You are given the master list of all possible dishes, their ingredients, an identifier, and the cuisine for thousands of different dishes. You realize that if you cluster foods by their ingredients you can help the restaurant change foods but keep the ingredients constant. You present a display of clustered ingredients and train a classifier to predict the cuisine type of a new food. To complete this project, you will be asked to create a small interface that asks a user to supply a list of ingredients and returns the predicted cuisine type.
The data sets for this project is provided by Yummly.com — it was used as part of a Kaggle contest (some people in the course have already participated in this contest.) Below are the requirements for this project. This project involves a large amount of data. To help the development of your code, test on a subset of the data first. Make sure to start today!! You are free to discuss approaches using the help board, but solutions must be your own. I also encourage reaching out and asking questions early as many students will have similar concerns.
Here are two prominent papers that analyzed food data. We used data from this document in previous classes.
(1) Flavor Network and the Principles of Food Pairing
http://www.nature.com/articles/srep00196;
(2) Inferring Cuisine - Drug Interactions Using the Linked Data Approach
http://www.nature.com/articles/srep09346
The goal of project is to create applications that take a list of ingredients from a user and attempts to predict the type of cuisine and similar meals. Consider a chef who has a list of ingredients and would like to change the current meal without changing the ingredients. The steps to develop the application should proceed as follows. (1) Pre-train or index and necessary classifiers using the existing datasets. (2) Ask the user to input all the ingredients that they are interested in. (3) Use the model to predict the type of cuisine and tell the user. (4) Find the top N closest foods (you can define N). Return the IDs of those dishes to the user. If a dataset does not have IDs associated with them you may add them arbitrarily. The yummly data set contains sets of foods and a cuisine. You can use the cuisine type as a label.

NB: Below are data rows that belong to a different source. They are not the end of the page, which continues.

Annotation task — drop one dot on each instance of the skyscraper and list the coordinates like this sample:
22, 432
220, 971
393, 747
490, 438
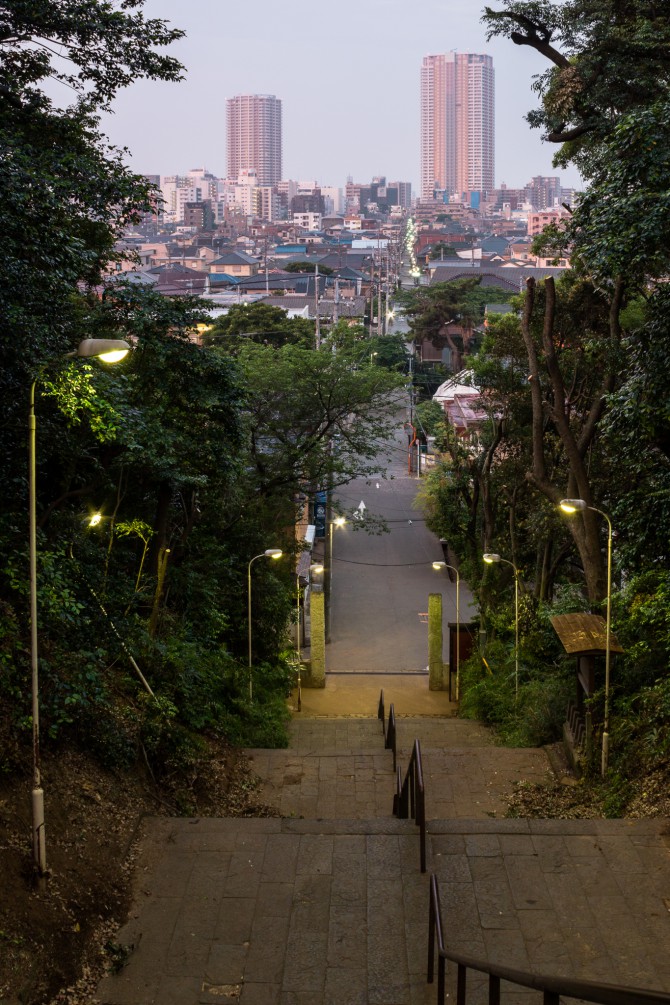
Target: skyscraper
457, 124
254, 137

But there are many ways to complete the project. I encourage you to be creative and take advantage of the scikit-learn and NLTK libraries to design your system. The application may either be a command line application or a website, but the logic should be executed using Python. Below is an example run of the application. $ python3 project2.py --ingredient paprika --ingredient banana --ingredient “rice krispies” Cuisine: America (.91) Closest 5 recipes: 10232 (.34), 10422 (.15), 45 (.13), 7372 (.04), 9898 (.02) In this example, 3 ingredients were passed in to the program. The program then rand and matched the closes cuisine type, followed by a distance to this cuisine. The next line has the list of the top 5 closest meals with their distance in parenthesis. This is a synthetic example, feel free to use creative solutions. Create a README that allows us to understand all assumptions and design decision you encountered when developing the system. It includes directions on how to recreate and run the application.